#CBR11 Bingo: Summer Read (would also work for Cannonballer Recommends and/or Own Voices)
Official book description:
Natalie Chin-Williams might be a cranky professor of climatology who thinks the world is doomed, but she believes in lasting love…just not for herself. She has a long history of failed relationships, plus the men she dates inevitably want children and she doesn’t.
Now thirty-six and single, Natalie expects endless comments about her love life when she attends her baby sister’s wedding. Worse, weddings are always drama-filled disasters in her family. She needs emotional support to get through the weekend, so she enlists the help of her friend Connor Douglas, the dependable family doctor.
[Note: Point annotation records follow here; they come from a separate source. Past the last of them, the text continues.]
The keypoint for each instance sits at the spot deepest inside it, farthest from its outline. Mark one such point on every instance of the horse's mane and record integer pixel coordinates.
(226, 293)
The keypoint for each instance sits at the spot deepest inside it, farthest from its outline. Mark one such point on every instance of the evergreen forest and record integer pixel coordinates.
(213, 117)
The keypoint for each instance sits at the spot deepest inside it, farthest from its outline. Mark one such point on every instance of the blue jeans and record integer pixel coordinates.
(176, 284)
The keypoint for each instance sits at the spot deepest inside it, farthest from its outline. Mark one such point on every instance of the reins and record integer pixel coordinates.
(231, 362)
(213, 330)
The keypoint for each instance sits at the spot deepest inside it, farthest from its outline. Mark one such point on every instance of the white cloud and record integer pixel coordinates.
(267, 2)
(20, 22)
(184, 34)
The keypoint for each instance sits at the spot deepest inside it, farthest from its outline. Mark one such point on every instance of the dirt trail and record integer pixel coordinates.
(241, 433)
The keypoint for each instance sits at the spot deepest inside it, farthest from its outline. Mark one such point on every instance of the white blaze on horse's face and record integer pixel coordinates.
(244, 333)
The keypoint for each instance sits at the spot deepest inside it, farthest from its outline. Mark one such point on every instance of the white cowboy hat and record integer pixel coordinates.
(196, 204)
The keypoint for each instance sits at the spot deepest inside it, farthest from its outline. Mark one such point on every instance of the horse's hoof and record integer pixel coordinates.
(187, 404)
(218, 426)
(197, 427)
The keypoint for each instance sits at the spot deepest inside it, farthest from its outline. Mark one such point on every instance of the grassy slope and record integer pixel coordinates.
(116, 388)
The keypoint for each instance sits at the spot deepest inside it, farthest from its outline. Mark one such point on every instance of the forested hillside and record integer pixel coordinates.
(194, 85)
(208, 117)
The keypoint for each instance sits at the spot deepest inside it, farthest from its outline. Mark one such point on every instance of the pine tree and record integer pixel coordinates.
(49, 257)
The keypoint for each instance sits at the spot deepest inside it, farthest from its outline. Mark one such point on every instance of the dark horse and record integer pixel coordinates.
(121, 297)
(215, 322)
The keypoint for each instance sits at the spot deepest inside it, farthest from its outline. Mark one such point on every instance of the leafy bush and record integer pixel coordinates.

The wedding reception goes south when a drunk aunt announces a family secret that sends Natalie reeling and shakes her faith in love. Luckily, she has her long-time friend to lean on—a man she somehow ends up kissing. But there’s no way this could turn into anything lasting, is there? That’s impossible for her, especially now…
Fellow Cannonballer, kissing book enthusiast and long-time internet friend Emmalita has reviewed several Jackie Lau books this year, which is what made me really take note of the name. During the discussion of the very super depressing anti-abortion legislation being passed not that long ago, Jackie Lau put this book up for sale for $0.99, because of its pro-choice message. I bought it, and since it also fit into my Keyword Challenge this month, it didn’t end up forgotten on my TBR list like so many other sale books do.
So yeah, minor spoiler, the heroine of this book has had an abortion. If that’s a deal breaker for you, this is probably a book to avoid. In so much of romance, coupling with a man and having a baby seems to be the goal. The pregnancy epilogue is a popular trope for a reason (especially in historical romance). When I was struggling with fertility problems myself, even contemporary romance novels seemed to be bursting with insultingly fertile couples – women getting knocked up from one-night stands (while using protection and/or on contraception). When you’ve spent time, money and tremendous amounts on emotions on unsuccessful fertility attempts, that just seems extra hurtful.
We are constantly bombarded with proof that the world is going to hell in a hand basket, and much faster than we previously believed or predicted. So many people are choosing not to have children, and now that I do have a child, I’m constantly wracked with guilt about bringing him into this world when we’re clearly all going to die, and possibly before he sees adulthood. I’m so sorry, Gabriel. I know many women who don’t want children (and who didn’t want children even before it became clear that we live in a dystopian nightmare). So if reading romance is difficult for women with fertility issues, I can’t imagine how rarely voluntarily childless women find themselves represented.
Full review on my blog.
With this review, I finally reach my first Cannonball of the year. I would have to go back and check, but I’m pretty sure that this is a new record (sadly, for longest time it’s taken me to complete 52 reviews) in my decade of Cannonballing. This may be the year I fail to complete my goal of a double.